I’ve done all I can. I’ve run set paces, I’ve run hills, I’ve been eating better. I’ve been hydrating. I’ve lost about 7 pounds, and feel good.
That moment of hitting the starting line in hopes of running a Boston Qualifier time is quickly approaching. I’ve already started doubting myself, but I guess that’s only natural. If it will be, it will be.
This will not be easy! Getting a BQ is something I’ve never been able to achieve. Granted, I’ve really only ever realistically tried to run a BQ only once before. It’s funny for me to even think of it that way, but it’s true. I really only tried once before. Last October at Big Cottonwood. I went into that race just after being sick with bronchitis, and with aching hamstrings. This time, no illnesses, fingers crossed. This time no hamstring issues. I came away with a 3:41 at that race. 16 minutes too slow.
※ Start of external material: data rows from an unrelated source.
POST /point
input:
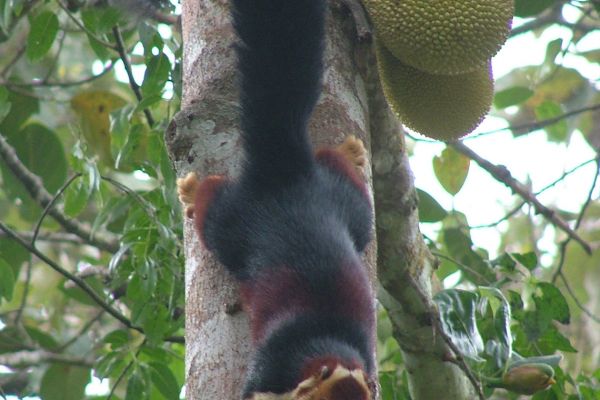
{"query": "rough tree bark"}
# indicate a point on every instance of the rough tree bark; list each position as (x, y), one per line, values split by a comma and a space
(204, 137)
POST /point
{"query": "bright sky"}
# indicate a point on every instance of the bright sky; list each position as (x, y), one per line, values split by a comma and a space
(529, 158)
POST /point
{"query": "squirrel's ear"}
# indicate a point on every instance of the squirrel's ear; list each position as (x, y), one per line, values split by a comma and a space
(271, 396)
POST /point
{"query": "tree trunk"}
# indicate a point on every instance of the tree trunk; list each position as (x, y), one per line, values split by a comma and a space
(204, 138)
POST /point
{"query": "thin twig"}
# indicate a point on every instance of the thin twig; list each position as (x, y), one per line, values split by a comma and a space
(33, 244)
(56, 237)
(81, 332)
(78, 281)
(54, 62)
(119, 379)
(134, 86)
(82, 81)
(34, 358)
(49, 206)
(522, 129)
(502, 174)
(13, 61)
(565, 243)
(25, 294)
(542, 190)
(576, 300)
(437, 324)
(36, 189)
(86, 30)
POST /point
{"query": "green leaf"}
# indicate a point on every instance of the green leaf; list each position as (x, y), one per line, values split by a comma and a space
(44, 28)
(64, 382)
(7, 280)
(451, 169)
(429, 209)
(552, 340)
(553, 302)
(557, 132)
(162, 377)
(502, 319)
(528, 260)
(4, 103)
(40, 149)
(552, 50)
(76, 197)
(136, 388)
(22, 107)
(511, 96)
(157, 73)
(13, 253)
(472, 265)
(506, 262)
(42, 338)
(117, 338)
(78, 294)
(528, 8)
(457, 313)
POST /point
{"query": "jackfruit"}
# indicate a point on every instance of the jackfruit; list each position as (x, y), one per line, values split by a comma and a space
(443, 107)
(442, 36)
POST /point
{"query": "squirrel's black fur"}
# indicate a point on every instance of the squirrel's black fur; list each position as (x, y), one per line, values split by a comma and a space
(292, 227)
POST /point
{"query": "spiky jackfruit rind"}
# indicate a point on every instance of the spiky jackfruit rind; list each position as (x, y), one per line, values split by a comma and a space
(442, 36)
(443, 107)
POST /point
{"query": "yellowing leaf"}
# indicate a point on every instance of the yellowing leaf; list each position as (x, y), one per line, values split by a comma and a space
(93, 109)
(451, 169)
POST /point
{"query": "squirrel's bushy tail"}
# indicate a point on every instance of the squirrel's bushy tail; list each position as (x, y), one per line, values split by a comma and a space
(280, 53)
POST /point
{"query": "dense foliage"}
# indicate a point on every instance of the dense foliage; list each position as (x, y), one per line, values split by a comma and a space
(91, 261)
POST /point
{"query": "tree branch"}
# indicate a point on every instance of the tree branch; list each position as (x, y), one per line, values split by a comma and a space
(502, 174)
(53, 237)
(23, 359)
(36, 189)
(80, 283)
(82, 81)
(134, 86)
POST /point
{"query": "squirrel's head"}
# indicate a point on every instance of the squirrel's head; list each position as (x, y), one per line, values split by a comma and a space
(325, 379)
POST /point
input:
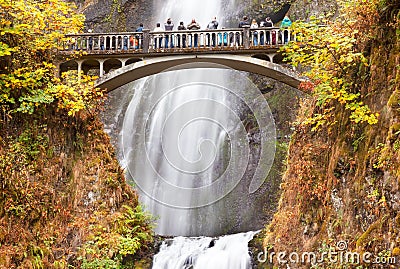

This time I feel more mentally ready. Let’s face it though, anything can happen on race day! Anything! All of the stars must align just perfectly for me to hit my mark. My best marathon finish to date is a 3:32 at a City of Oaks a few years ago. Just 7 minutes shy of my mark. I wasn’t even trying for a BQ. The course was hard, but the weather was perfectly cooperative. To this day I don’t know how I managed to run that fast on that course. Maybe it’s because I wasn’t stressed. I ran free. I ran with abandon.
The Revel Rockies Marathon a week from today will be my 20th marathon. It’s only fitting I make another attempt to qualify for Boston at this race. It would be so sweet!
I am going to give it my all. If it all falls into place, then I will be as happy as a clam. Not sure anyone will be happier than me on that flight from Denver to Raleigh later that evening. I’m going to take it easy this week. Yes, I have to work the next three days, but I have Thursday off, and fly to Denver on Friday. I’m going to do some meditation, and try to keep myself very calm leading up to race day. I have a few slow pace runs planned over the next few days, and of course, my shake out on Saturday in Aspen. All the rest I have to leave up to chance, and how my body feels on race day. I’m not an elite athlete, so it’s going to take the race of my life, but hey, I am an optimist.